Northern Glen vs French Gray
Where Northern Glen belongs to Behr's range, French Gray is a Farrow & Ball color. Northern Glen reads as green-grey, while French Gray reads as beige-greige — two distinct hue families, not close cousins. French Gray (LRV 43) reflects noticeably more light than Northern Glen (LRV 11), a difference of 32 points that becomes especially apparent in rooms with limited natural light. Northern Glen runs green while French Gray is decidedly warm, which means they'll respond very differently to warm vs cool light sources. With a ΔE of 33.3, the contrast is hard to miss. These aren't variations on a theme — they're two different answers to the same question. Below you'll find 1 real-room photo comparison where both colors appear side by side, plus 5 simulated room previews.
Northern Glen vs French Gray in Real Spaces
1 real room side by side. Seeing Northern Glen and French Gray in actual rooms makes the difference concrete; browse the spaces below to get a feel for how each color lives on a wall.
House
Seen across an entire facade, subtle tonal differences become pronounced.

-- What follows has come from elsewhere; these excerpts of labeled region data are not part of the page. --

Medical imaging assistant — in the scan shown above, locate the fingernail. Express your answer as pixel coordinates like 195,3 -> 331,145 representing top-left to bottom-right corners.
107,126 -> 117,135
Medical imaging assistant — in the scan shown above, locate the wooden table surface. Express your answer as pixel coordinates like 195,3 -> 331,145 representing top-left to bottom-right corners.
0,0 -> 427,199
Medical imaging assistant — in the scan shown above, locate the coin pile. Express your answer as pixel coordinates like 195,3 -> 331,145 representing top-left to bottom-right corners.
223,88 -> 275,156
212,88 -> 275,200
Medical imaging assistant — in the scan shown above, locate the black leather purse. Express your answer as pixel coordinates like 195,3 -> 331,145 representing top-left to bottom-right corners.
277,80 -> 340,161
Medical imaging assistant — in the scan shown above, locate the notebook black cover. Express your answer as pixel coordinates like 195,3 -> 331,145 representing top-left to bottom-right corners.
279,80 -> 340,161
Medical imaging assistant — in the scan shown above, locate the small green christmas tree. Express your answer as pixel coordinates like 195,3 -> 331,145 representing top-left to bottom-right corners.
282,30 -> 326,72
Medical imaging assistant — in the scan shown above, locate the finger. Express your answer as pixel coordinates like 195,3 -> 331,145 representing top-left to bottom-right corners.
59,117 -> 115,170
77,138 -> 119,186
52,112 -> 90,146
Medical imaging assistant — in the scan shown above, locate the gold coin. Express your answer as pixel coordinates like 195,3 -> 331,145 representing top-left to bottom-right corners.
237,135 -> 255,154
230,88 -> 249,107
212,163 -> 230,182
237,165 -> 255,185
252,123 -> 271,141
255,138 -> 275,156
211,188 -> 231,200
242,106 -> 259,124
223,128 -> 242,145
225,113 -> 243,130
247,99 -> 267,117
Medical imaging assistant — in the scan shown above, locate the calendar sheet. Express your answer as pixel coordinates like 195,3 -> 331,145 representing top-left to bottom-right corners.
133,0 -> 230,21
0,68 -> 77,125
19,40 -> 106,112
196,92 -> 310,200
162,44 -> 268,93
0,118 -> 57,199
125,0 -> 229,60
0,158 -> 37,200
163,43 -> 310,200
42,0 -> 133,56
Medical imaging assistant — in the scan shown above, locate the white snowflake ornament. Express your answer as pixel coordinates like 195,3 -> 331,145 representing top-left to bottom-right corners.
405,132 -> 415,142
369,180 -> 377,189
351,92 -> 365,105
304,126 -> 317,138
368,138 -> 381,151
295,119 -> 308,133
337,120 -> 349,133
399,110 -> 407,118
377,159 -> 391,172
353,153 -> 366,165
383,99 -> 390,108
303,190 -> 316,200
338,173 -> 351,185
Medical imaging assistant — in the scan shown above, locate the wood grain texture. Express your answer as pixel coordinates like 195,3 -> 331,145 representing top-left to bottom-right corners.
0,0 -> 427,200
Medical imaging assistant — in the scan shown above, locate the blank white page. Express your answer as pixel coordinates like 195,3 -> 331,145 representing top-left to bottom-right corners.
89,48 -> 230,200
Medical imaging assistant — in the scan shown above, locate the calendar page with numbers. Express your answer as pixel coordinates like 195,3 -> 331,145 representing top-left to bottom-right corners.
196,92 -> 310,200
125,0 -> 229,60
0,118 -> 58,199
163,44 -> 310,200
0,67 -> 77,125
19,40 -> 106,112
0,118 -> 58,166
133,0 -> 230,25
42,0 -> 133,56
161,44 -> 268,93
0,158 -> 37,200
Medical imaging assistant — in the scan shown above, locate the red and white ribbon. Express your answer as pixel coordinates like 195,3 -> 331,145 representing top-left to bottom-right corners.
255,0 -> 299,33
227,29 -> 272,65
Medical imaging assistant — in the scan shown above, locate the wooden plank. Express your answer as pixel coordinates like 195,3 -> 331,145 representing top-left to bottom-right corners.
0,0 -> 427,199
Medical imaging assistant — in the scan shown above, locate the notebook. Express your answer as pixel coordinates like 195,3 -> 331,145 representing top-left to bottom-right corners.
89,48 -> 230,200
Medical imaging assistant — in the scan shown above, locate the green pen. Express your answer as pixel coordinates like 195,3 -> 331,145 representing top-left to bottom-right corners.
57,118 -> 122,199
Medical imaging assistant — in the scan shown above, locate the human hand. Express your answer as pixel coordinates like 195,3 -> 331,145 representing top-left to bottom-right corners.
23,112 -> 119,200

What reads as nearly the same on a chip often reads as clearly different at scale. French Gray reflects noticeably more light off the walls, making the space read more open than Northern Glen.
Color Details
Northern Glen vs French Gray Simulated Comparison
5 simulated room previews — drag the slider on each to see Northern Glen on one side and French Gray on the other.
Digital color is approximate. These simulations are generated from the manufacturer's hex values and overlaid on grayscale room photos — your screen's calibration, brightness, and viewing angle all affect how they render. Before committing to either color, test physical samples in your own space under the light you actually live with.
More Northern Glen comparisons
See how Northern Glen stacks up against other well-photographed colors across different brands and tones.